Don't hardcode a single provider. Use a router (OpenRouter, or your own thin layer) so you can switch models and providers without rewriting. You'll want to A/B models, handle fallbacks, and control cost. One API surface, multiple backends.

Observability: Langfuse (or similar)

You need traces: prompt, completion, tokens, latency, cost. Langfuse, Helicone, or a self-hosted OTel pipeline. Don't ship without this. You'll need it the first time something breaks in prod or the bill spikes.

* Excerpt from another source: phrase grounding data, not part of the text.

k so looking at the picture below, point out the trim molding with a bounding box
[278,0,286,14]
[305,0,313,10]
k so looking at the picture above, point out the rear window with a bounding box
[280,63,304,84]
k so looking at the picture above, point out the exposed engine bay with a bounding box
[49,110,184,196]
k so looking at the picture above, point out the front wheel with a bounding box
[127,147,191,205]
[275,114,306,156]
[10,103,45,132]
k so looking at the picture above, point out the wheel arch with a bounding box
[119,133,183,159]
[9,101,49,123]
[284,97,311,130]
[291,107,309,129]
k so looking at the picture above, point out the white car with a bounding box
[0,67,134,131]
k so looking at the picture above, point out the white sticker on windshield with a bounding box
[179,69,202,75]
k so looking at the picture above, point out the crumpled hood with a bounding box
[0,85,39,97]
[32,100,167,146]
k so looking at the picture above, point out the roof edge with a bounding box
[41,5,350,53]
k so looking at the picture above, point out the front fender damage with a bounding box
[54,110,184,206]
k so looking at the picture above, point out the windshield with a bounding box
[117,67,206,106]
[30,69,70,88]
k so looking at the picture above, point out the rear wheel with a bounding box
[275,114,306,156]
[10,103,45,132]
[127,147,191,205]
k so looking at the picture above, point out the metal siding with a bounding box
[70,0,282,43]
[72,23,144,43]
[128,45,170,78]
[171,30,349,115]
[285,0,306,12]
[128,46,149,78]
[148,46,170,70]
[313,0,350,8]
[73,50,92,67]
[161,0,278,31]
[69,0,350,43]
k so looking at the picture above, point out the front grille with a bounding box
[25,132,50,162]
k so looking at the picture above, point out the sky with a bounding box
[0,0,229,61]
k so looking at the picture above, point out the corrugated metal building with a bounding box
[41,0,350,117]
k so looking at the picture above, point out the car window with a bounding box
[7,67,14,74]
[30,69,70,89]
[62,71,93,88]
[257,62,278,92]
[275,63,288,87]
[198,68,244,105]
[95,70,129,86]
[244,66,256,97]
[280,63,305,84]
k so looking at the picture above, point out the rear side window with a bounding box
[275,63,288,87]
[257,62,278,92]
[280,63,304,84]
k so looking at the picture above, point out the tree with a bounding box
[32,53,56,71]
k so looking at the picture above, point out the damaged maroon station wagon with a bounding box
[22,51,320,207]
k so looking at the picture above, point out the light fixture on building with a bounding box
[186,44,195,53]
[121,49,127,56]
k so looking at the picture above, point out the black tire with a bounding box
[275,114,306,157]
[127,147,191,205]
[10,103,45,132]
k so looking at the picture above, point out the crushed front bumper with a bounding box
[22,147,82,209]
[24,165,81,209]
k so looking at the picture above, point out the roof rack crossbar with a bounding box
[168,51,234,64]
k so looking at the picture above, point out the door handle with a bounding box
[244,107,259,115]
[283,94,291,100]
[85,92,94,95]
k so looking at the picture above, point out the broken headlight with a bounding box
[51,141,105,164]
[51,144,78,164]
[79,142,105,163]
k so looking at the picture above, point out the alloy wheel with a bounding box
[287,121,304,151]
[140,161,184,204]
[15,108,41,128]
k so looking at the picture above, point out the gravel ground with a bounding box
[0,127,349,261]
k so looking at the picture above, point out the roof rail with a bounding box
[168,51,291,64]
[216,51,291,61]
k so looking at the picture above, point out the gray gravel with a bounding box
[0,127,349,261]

Vector DB: pgvector (to start)

For RAG and semantic search, pgvector is enough for a lot of products. Simple, runs in Postgres, no extra infra. When you outgrow it (scale or features), consider Pinecone, Weaviate, or a managed vector DB. Don't overbuild early.

Workers: Cloudflare / AWS

Background jobs, eval runs, batch processing. Cloudflare Workers for simple, cheap, globally distributed. AWS (Lambda, Step Functions) when you need more control or integration with the rest of your infra. Match the worker to the task.

Tradeoffs

Single provider vs router: Router adds a hop and a dependency but saves you from lock-in and makes fallbacks trivial.
pgvector vs dedicated vector DB: Start with pgvector; move when you hit limits.
Langfuse vs custom: Custom OTel is flexible but more work. Langfuse gets you 80% there fast.

This stack gets you to "working AI product" without building a platform. Optimize later when you have real usage and real constraints.